= Fayne and Evans =

English comedy popular in 1940s to 1950s

Fayne and Evans were an English comedy duo who were popular in the late 1940s and 1950s. They were Tony Fayne (born Anthony Terence Alfred Senington; 18 January 1924-30 November 2009) and David Evans (David Frank Evans; 10 March 1922-14 February 1980).

==History==
They were both born in Bristol, and studied together at Bristol Cathedral School. Together, they devised a routine of impersonations, and won a talent contest in 1940, after which they appeared on Jack Payne's BBC radio show, Your Company is Requested. They were called up for military service, and both served in the Fleet Air Arm, but did not meet up again until they were both working as insurance clerks in 1948, and decided to revive their act.

They appeared on Variety Bandbox in 1949, and frequently on the BBC Light Programme from then on. As well as performing their own routines, they acted as comperes on other shows. According to entertainment historian Richard Anthony Baker, "They were fast, they were sophisticated and they were unique. At the start of their act, they asked their audience to imagine two radio sets side
by side. They then performed a sports commentary in complete unison, mimicking well-known sportsmen and commentators with deadly accuracy." In another routine, "speaking in unison, they presented their view of how radio might have sounded in the sixteenth century..". They performed together in the 1951 Royal Variety Performance and the film London Entertains, and supported Judy Garland at her shows at the London Palladium, also in 1951.

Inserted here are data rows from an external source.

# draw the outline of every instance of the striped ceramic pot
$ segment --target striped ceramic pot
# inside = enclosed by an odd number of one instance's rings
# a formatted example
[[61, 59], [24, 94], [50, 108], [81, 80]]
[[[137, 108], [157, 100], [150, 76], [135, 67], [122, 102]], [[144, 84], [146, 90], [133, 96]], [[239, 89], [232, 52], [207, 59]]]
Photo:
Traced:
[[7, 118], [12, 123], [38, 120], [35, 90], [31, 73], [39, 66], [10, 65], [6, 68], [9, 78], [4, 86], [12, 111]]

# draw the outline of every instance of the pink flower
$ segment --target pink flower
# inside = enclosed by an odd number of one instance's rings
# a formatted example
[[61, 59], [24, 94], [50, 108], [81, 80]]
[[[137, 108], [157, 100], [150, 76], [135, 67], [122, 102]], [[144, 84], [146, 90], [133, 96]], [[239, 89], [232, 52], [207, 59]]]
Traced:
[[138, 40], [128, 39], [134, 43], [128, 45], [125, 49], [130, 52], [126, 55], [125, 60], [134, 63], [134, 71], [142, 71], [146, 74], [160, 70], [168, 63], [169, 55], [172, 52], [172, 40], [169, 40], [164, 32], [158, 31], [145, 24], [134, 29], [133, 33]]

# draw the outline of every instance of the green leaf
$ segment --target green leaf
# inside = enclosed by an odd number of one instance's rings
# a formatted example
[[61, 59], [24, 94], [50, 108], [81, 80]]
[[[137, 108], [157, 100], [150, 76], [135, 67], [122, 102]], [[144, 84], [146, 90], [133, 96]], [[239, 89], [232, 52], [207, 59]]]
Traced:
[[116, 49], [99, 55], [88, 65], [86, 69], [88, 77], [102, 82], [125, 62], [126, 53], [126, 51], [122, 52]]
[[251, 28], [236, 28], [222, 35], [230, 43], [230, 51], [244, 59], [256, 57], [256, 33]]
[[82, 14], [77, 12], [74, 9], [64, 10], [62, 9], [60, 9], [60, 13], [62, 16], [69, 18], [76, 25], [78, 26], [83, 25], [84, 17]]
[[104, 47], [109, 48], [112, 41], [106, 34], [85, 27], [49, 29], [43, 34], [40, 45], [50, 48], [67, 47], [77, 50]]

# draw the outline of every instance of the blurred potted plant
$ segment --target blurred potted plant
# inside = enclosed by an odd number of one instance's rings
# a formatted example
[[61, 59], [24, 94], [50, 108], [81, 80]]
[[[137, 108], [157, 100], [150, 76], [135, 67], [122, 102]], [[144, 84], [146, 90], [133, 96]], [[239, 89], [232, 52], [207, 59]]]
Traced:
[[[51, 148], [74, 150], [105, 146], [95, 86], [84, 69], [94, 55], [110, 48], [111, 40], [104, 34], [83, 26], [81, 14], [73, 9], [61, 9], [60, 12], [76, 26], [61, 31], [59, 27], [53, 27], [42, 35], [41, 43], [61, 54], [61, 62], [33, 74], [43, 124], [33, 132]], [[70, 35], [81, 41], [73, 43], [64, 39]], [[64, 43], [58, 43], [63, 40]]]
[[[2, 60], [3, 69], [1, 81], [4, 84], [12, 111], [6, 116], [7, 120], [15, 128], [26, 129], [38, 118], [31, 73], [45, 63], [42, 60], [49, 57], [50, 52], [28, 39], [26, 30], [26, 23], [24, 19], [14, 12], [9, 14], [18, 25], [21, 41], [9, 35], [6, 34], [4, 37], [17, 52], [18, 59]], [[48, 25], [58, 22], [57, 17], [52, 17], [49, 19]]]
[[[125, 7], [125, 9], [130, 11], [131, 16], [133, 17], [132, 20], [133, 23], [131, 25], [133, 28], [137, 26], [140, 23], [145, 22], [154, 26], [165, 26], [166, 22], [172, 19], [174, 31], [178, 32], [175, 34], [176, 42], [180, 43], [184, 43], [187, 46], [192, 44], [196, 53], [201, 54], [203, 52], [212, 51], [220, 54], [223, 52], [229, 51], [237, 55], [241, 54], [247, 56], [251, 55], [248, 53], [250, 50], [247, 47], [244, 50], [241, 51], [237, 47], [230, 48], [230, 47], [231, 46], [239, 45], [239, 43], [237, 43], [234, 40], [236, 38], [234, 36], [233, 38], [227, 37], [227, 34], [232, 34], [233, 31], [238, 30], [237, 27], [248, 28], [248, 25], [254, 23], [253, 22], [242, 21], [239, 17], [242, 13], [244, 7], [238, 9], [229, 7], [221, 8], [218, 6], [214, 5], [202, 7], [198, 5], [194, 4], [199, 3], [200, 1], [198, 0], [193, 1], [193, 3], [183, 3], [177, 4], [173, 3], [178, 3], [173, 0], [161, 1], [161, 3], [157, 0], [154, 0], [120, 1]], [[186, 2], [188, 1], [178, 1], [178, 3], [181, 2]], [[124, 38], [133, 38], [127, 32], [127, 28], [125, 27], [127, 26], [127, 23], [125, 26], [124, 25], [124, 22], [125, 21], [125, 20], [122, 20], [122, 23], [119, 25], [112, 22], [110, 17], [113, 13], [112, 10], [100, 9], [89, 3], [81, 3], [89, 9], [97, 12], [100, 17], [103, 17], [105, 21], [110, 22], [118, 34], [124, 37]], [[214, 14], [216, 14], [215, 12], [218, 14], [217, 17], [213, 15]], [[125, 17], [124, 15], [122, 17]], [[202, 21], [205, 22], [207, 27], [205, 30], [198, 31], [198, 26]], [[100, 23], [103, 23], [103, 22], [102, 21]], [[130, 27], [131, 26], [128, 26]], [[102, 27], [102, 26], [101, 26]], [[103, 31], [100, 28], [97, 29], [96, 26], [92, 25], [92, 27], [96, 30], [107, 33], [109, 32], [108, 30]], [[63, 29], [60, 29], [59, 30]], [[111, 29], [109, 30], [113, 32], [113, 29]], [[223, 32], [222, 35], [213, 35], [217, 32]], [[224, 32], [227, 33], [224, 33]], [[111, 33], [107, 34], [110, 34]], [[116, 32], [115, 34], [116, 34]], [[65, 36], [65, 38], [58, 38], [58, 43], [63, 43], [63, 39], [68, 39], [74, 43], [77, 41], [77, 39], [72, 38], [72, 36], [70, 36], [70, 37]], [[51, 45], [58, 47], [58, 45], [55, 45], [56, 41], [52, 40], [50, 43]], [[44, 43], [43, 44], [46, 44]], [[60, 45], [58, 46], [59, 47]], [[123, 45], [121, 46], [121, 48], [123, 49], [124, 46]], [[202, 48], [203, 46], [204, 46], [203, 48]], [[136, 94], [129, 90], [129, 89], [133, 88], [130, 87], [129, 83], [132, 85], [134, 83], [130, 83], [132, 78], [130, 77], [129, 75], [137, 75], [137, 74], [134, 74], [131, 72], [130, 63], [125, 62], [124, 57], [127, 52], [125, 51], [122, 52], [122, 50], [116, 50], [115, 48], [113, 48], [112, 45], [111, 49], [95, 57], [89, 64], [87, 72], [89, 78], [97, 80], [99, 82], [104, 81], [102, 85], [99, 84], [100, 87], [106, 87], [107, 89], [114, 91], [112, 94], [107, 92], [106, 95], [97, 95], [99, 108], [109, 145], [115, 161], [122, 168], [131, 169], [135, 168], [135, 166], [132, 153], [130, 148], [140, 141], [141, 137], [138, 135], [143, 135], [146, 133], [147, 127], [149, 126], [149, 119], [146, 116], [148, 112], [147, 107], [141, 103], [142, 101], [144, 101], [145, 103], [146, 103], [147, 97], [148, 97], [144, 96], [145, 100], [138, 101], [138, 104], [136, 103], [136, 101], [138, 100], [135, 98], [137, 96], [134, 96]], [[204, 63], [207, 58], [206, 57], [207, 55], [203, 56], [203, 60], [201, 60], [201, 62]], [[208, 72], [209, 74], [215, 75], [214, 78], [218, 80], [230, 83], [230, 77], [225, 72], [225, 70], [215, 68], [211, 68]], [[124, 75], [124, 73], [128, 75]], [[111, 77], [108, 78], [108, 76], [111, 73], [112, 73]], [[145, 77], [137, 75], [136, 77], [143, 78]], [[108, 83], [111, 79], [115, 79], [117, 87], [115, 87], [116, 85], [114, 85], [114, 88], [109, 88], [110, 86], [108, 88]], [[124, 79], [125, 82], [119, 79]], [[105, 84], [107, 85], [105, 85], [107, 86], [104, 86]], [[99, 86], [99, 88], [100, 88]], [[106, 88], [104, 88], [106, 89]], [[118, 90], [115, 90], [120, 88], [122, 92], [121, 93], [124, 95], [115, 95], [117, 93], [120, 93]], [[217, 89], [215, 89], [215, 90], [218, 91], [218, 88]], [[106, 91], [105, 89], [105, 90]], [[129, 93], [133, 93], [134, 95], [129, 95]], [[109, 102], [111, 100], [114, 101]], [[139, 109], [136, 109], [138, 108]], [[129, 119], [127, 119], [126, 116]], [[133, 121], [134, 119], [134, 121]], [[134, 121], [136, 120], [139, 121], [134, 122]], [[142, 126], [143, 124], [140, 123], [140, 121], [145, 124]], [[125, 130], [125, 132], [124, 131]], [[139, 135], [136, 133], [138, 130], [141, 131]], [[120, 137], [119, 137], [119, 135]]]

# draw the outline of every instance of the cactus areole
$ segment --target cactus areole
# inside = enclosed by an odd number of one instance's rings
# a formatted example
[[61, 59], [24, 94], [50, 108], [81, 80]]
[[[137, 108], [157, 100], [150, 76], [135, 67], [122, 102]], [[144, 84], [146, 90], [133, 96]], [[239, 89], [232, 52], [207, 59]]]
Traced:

The pair split up in 1958, perhaps as a result of Evans' problems with alcohol. Fayne continued his career in entertainment, joining up with another old school friend, Philip Evans, to make comedy records such as Brit. Inst. (British Institutions Explained) (1961) and Fayne Agayne (1963). He also succeeded Nicholas Parsons as straight man to comedian Arthur Haynes, and then, for twenty years, worked as straight man to Norman Wisdom in succession to Jerry Desmonde.

Evans died in Bristol in 1980, aged 57, after some years of alcoholism. Fayne died in New Milton, Hampshire, in 2009, aged 85.